# Hubby just wants sex non stop- help



## wifeyre (Oct 18, 2013)

We have been married for 4 yrs and sex was fun in the begining of the relationship as time went hubby wanted more and more sex. When he sees me its like he sees sex then he would touch me in a sexual way even when I'm cooking or busy with something and he would never just cuddle he always wants his hands on my behind or my V-part. I started pushing my husband away and not wanting him to touch me or get frightened when he touches me in a sense that even when I'm sleeping I would jump in my sleep when he touches me. I'm taking it slowly to get back to the way things used to be but he doesnt want to take any days off from sex he wants it every day. I even tried to have sex with him one time in the morning then at night for 3 days in a row the fourth day I was so exhausted and thought he would also be but he kept coming. I do not have so much appetite for sex and dont know what to do. Please advise.


----------



## committed_guy (Nov 22, 2011)

If I were in your husband's place and you started pushing me away after submitting to my desires without telling me I may be building resentment. You permitting him to do stuff but not liking it without telling him is not fair.

You need need to have a serious sit-down discussion with him.

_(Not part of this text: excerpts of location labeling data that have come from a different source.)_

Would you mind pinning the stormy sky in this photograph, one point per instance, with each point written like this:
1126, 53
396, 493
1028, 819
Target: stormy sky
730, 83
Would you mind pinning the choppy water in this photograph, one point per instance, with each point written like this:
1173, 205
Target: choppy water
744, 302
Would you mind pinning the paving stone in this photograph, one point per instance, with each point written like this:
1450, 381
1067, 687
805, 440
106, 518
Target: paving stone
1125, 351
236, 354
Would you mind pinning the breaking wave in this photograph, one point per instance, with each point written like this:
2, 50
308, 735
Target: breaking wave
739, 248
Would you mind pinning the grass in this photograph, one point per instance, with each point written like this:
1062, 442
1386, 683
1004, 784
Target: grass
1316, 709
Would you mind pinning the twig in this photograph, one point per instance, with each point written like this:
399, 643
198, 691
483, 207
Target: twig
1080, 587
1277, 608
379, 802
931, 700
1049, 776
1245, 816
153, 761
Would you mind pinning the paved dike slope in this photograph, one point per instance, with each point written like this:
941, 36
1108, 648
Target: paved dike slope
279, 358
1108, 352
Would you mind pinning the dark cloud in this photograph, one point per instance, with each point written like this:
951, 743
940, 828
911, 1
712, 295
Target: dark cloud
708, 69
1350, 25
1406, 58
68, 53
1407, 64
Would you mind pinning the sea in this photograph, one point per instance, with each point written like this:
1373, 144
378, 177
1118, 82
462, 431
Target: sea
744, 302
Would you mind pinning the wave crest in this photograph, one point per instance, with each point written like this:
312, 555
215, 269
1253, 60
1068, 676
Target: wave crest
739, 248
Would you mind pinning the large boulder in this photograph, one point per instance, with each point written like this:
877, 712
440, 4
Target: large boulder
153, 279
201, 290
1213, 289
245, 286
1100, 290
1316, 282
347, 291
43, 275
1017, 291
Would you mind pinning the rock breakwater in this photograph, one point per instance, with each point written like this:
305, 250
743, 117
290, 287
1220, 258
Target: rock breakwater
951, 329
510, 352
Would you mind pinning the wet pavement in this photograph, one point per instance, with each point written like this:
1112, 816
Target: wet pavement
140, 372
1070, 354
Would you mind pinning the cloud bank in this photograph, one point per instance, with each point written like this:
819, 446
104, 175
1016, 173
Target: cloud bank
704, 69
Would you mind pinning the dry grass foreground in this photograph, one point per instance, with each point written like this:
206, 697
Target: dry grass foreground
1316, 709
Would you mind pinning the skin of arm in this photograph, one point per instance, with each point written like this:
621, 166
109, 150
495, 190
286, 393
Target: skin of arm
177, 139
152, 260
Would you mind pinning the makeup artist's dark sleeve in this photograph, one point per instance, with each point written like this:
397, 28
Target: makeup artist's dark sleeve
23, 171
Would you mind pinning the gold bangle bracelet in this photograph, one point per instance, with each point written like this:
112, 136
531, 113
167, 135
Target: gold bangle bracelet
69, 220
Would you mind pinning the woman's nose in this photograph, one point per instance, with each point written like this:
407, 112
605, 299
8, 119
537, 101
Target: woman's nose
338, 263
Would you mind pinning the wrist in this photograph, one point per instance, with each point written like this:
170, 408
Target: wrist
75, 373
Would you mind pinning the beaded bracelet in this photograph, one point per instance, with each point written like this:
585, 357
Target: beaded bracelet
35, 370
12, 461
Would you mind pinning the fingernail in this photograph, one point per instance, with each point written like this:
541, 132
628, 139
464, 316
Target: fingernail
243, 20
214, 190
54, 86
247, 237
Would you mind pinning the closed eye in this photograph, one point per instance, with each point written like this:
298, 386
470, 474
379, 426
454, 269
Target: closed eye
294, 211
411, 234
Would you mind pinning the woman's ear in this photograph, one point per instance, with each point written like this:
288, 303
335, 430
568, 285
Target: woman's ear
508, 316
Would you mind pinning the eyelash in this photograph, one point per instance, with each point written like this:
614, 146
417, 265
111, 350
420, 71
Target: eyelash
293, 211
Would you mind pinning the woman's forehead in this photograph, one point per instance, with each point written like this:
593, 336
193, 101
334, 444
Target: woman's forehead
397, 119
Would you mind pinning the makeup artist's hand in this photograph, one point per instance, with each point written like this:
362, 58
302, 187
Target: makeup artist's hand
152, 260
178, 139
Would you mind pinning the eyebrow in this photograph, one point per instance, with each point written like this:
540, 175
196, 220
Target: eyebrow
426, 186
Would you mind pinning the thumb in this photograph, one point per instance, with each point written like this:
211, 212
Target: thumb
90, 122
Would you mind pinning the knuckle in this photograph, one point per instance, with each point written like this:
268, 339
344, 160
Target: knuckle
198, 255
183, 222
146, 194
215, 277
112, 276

Marriage is about compromise is everything. Maybe your husband does have a high sex drive but you only want to do have intercourse 3 times a week. Can you offer him a BJ or HJ those other nights and mornings. 

If touching you while sleeping isn't your thing then you need to tell him that and he needs to respect you. You guys need to agree on reasonable boundaries. 

Again, just because no intercourse doesn't mean you couldn't help him in other ways. You guys just need to agree on what and how often.


----------



## Jamison (Feb 10, 2011)

Talk with him, tell him how you feel. Maybe see if you both can come to some kind of compromise. If after you have expressed your feelings on the matter, if he hasn't listened and is still persistent in what he wants to do regardless of how you feel, then you may have a problem on your hands. Talk with him first.


----------



## indiecat (Sep 24, 2012)

Gee I wonder how the men on the show Survivor, or the men away in the military on tours manage to live without sex? They seem to handle it just fine. 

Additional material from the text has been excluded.